ProSpero: Active Learning for Robust Protein Design Beyond Wild-Type Neighborhoods
Michal Kmicikiewicz, Vincent Fortuin, Ewa Szczurek
TL;DR
ProSpero tackles the challenge of designing protein sequences that are both highly fit and novel by framing iterative design as inference-time guidance of a pre-trained generative model guided by an uplifting surrogate.
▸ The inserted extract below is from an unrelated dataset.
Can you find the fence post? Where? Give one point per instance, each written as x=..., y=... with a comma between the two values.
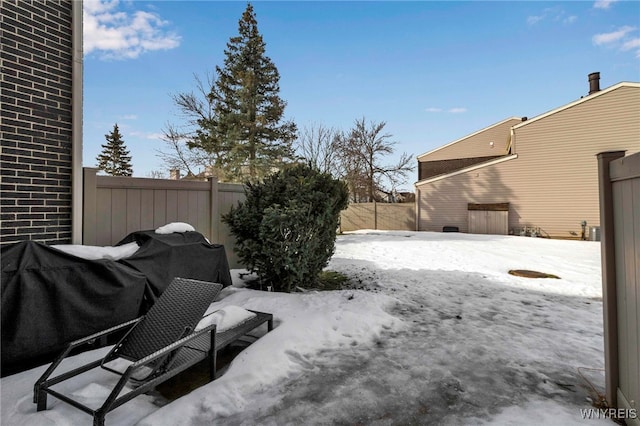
x=375, y=214
x=215, y=210
x=609, y=296
x=89, y=204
It introduces two key innovations: targeted masking to focus edits on fitness-relevant residues, and biologically-constrained Sequential Monte Carlo to sample from a posterior that incorporates explicit biological priors while remaining robust to surrogate misspecification. Through extensive experiments on eight protein landscapes, ProSpero achieves strong fitness and novelty, preserves biological plausibility, and demonstrates robustness under distribution shifts and surrogate noise, often outperforming a wide range of baselines. This data-efficient approach offers practical impact for protein engineering by enabling broader exploration without sacrificing plausibility, with public code available for replication and extension.
Abstract
Designing protein sequences of both high fitness and novelty is a challenging task in data-efficient protein engineering. Exploration beyond wild-type neighborhoods often leads to biologically implausible sequences or relies on surrogate models that lose fidelity in novel regions. Here, we propose ProSpero, an active learning framework in which a frozen pre-trained generative model is guided by a surrogate updated from oracle feedback. By integrating fitness-relevant residue selection with biologically-constrained Sequential Monte Carlo sampling, our approach enables exploration beyond wild-type neighborhoods while preserving biological plausibility. We show that our framework remains effective even when the surrogate is misspecified. ProSpero consistently outperforms or matches existing methods across diverse protein engineering tasks, retrieving sequences of both high fitness and novelty.